Le Journal du Dimanche, 15 Janvier 2010
Massenet: Werther, Paris, 14. Januar 2010
Werther : La plus belle voix au monde
 
A part quelques huées adressées au metteur en scène, histoire de ne pas perdre les mauvaises habitudes, la première du Werther de Massenet, hier soir, à La Bastille a été un triomphe, celle des voix, de l’orchestre et du chef.
 

Le héros de la soirée est le ténor allemand Jonas Kaufmann. Bien qu’il sorte épuisé de la fameuse mauvaise grippe au point d’avoir renoncé à chanter lors de la répétition générale, il a, hier soir, ébloui par une voix qui est sans doute la plus belle au monde, fulgurante, puissante avec un timbre rauque, une douceur ardente et poétique. Il a en outre tout pour lui : il est idéalement romantique avec un physique de jeune premier ombrageux, cheveux bouclés, regard langoureux. Sa diction en français, alors qu’il est de langue allemande, est impeccable. On comprend tout ce qu’il chante. Le fameux air "Pourquoi me réveiller, ô souffle du printemps" a été accueilli dans un silence intense. A ses côtés la mezzo Sophie Koch (Charlotte) et la soprano Anne-Catherine Gillet (Sophie) ont créé une émotion d’une qualité rare.

Cordes soyeuses, harpe somptueuse (le harpiste de 25 ans Emmanuel Ceysson est nominé aux Victoires de la musique classique) l‘orchestre de l’opéra donne une version d’anthologie, sous la baguette du spécialiste de la musique française, le maestro Michel Plasson qui n’avait pas dirigé à l’Opéra de Paris depuis quelque trente ans et jamais à la Bastille. Comment, pourquoi va-t-on si souvent chercher des chefs à l’autre bout du monde, alors que quelques uns des meilleurs, comme Plasson, comme Georges Prêtre, adulés à l’étranger, semblent exclus des scènes nationales ? Un mystère.

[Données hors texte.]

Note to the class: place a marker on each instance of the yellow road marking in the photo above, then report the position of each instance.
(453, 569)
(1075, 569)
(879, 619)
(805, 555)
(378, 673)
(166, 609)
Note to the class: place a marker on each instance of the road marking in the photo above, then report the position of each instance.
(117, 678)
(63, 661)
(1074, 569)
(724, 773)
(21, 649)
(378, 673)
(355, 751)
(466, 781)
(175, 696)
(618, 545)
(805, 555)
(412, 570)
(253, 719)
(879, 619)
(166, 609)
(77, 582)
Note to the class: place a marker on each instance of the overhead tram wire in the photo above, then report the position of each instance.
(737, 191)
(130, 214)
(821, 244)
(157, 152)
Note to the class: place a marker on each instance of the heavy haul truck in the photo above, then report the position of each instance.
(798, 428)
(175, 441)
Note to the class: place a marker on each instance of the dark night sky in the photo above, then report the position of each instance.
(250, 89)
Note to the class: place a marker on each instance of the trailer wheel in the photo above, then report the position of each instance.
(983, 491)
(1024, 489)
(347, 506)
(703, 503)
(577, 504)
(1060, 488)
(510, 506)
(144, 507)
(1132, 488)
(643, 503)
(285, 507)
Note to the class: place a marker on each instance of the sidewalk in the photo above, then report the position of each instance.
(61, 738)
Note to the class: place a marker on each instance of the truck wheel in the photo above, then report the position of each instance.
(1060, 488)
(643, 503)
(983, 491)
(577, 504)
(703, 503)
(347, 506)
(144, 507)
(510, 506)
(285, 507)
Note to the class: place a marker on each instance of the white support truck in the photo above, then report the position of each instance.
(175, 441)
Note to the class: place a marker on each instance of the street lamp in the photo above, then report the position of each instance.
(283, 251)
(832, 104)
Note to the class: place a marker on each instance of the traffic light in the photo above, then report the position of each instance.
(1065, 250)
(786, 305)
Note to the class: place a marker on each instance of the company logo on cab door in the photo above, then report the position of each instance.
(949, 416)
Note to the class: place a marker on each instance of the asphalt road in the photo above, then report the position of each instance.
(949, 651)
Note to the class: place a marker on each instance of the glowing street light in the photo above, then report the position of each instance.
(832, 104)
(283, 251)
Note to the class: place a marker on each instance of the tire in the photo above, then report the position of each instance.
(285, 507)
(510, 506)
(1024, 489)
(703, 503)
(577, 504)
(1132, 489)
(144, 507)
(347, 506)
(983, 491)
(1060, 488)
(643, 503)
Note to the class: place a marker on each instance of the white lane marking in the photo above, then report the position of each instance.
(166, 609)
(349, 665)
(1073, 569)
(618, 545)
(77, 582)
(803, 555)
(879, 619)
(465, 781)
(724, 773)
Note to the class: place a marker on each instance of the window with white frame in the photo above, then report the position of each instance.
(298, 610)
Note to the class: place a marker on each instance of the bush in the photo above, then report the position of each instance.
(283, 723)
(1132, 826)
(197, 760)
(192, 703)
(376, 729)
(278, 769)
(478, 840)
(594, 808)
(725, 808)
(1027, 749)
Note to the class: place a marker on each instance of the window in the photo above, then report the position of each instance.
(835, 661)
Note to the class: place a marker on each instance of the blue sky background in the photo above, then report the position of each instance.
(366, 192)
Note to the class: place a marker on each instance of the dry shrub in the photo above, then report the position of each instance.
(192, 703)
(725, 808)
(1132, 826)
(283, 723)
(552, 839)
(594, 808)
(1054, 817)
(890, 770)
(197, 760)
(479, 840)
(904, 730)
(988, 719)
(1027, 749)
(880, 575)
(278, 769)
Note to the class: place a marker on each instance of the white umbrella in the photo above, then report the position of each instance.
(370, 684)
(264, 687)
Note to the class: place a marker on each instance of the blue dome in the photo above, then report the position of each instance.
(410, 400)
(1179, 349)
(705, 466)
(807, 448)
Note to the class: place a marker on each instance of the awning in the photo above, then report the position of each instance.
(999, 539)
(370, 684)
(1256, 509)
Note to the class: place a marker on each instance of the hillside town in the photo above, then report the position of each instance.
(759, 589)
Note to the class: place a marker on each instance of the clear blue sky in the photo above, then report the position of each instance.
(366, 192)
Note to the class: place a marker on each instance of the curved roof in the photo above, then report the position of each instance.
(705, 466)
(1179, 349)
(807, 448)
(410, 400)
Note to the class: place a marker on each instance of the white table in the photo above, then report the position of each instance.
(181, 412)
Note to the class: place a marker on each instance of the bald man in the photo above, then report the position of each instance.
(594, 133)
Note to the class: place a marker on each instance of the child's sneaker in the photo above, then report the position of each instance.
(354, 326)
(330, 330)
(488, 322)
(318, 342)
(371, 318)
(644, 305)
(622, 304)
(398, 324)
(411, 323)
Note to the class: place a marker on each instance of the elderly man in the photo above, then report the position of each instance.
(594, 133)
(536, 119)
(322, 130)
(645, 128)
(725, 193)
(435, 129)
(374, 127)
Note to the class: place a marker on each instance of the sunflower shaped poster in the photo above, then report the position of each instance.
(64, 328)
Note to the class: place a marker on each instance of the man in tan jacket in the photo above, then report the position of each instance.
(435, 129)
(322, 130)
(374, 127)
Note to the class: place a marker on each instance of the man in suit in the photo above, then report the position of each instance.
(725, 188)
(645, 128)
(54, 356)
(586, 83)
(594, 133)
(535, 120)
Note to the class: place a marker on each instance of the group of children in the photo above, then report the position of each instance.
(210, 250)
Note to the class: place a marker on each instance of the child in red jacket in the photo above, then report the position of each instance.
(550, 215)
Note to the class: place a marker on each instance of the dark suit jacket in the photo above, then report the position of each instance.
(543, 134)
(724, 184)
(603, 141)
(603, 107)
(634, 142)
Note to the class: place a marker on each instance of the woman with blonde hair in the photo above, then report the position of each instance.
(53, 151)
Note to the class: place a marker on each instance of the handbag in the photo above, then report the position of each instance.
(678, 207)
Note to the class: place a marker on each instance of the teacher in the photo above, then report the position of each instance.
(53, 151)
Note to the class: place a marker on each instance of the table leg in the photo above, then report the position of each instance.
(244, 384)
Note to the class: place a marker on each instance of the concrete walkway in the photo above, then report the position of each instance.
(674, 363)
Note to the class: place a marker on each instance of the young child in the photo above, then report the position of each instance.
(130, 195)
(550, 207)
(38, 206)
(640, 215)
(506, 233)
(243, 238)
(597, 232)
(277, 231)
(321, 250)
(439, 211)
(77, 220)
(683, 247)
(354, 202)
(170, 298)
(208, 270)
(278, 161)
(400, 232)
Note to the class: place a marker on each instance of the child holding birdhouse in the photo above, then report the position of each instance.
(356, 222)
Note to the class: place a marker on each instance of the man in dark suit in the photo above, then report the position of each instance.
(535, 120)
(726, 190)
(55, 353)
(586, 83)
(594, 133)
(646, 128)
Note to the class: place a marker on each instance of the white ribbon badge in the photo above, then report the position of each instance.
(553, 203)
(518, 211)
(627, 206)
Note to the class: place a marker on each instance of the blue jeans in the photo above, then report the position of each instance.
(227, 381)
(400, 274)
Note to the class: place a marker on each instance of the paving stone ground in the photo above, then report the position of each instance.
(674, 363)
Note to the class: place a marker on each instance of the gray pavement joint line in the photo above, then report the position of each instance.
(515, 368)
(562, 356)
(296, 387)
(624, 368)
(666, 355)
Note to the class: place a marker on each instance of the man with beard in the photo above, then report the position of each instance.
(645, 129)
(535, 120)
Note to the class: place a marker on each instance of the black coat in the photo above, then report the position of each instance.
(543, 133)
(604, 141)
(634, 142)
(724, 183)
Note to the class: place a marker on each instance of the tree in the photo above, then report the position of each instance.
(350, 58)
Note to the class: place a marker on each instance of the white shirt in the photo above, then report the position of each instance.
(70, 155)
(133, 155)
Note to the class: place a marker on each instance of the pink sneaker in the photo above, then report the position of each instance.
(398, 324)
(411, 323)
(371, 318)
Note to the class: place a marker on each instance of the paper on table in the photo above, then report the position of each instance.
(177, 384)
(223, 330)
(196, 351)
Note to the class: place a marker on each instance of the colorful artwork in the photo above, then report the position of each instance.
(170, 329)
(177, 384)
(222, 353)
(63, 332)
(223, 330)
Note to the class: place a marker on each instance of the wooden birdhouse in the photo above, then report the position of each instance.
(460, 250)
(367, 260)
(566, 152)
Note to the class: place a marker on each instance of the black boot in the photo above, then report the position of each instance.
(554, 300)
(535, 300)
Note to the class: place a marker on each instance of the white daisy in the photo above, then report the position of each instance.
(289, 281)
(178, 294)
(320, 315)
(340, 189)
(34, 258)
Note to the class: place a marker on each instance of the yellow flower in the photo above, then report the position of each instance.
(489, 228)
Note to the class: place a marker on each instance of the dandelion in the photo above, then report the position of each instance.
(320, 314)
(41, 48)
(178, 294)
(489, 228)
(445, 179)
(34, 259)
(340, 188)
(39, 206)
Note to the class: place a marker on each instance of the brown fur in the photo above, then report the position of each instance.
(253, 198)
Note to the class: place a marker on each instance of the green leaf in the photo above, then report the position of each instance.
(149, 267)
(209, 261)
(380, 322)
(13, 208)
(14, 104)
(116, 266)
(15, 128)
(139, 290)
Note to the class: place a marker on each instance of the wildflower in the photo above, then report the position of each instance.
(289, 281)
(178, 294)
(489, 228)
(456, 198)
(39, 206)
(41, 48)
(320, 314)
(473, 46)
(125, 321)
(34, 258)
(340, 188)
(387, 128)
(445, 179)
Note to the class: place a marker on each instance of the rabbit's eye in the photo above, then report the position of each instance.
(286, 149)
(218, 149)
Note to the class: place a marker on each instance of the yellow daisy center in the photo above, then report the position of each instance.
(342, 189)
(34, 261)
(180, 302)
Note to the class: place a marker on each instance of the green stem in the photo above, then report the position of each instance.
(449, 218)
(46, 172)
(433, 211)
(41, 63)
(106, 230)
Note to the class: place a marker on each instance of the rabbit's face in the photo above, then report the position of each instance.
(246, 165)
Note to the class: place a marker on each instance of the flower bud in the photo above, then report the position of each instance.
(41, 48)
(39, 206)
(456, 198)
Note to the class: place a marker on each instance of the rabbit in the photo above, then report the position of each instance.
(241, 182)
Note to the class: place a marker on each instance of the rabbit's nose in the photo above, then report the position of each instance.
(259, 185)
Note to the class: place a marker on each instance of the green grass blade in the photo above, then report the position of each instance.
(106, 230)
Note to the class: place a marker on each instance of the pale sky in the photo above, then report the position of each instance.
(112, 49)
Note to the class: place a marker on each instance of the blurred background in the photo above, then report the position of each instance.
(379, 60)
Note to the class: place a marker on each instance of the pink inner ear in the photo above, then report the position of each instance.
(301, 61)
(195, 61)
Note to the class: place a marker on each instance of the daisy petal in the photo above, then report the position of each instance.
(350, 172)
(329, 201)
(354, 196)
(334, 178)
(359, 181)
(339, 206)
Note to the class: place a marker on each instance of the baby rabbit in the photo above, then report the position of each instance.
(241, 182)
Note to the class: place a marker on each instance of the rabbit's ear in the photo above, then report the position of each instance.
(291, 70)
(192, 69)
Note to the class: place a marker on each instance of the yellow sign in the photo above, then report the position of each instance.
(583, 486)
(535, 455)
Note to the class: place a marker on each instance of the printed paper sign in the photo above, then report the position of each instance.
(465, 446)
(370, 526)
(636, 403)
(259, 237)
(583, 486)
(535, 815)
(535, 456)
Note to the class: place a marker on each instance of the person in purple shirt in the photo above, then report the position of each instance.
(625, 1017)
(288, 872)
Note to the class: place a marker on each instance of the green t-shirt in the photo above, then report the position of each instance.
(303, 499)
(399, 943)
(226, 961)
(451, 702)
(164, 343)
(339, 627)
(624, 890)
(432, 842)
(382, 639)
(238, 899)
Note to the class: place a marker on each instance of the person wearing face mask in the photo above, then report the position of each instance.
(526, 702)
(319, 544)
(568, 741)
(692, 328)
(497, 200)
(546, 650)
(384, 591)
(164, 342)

Sifflée la mise en scène de Benoît Jacquot ne le mérite pas. Certes, elle est en permanence au premier degré. Pour raconter aujourd’hui, notamment aux jeunes, une histoire aussi mièvre et nunuche que celle de Werther, peut-être faut-il un peu d’ironie et d’humour. Le cinéaste n’en montre jamais. Les décors passe-partout sont parfois beaux, l’un d’eux faisant référence à un tableau de Vermeer. La direction des chanteurs est subtile. Qu’est-ce qui manque ? Le romantisme. Benoît Jacquot va superviser la captation de ce Werther pour Arte, en direct le 26 janvier. Il est à parier que les téléspectateurs seront plus chanceux que les spectateurs de Bastille: il sait manier une caméra et rendra sans doute mieux les affinités électives des personnages adaptés de très loin des Souffrances du jeune Werther de Goethe.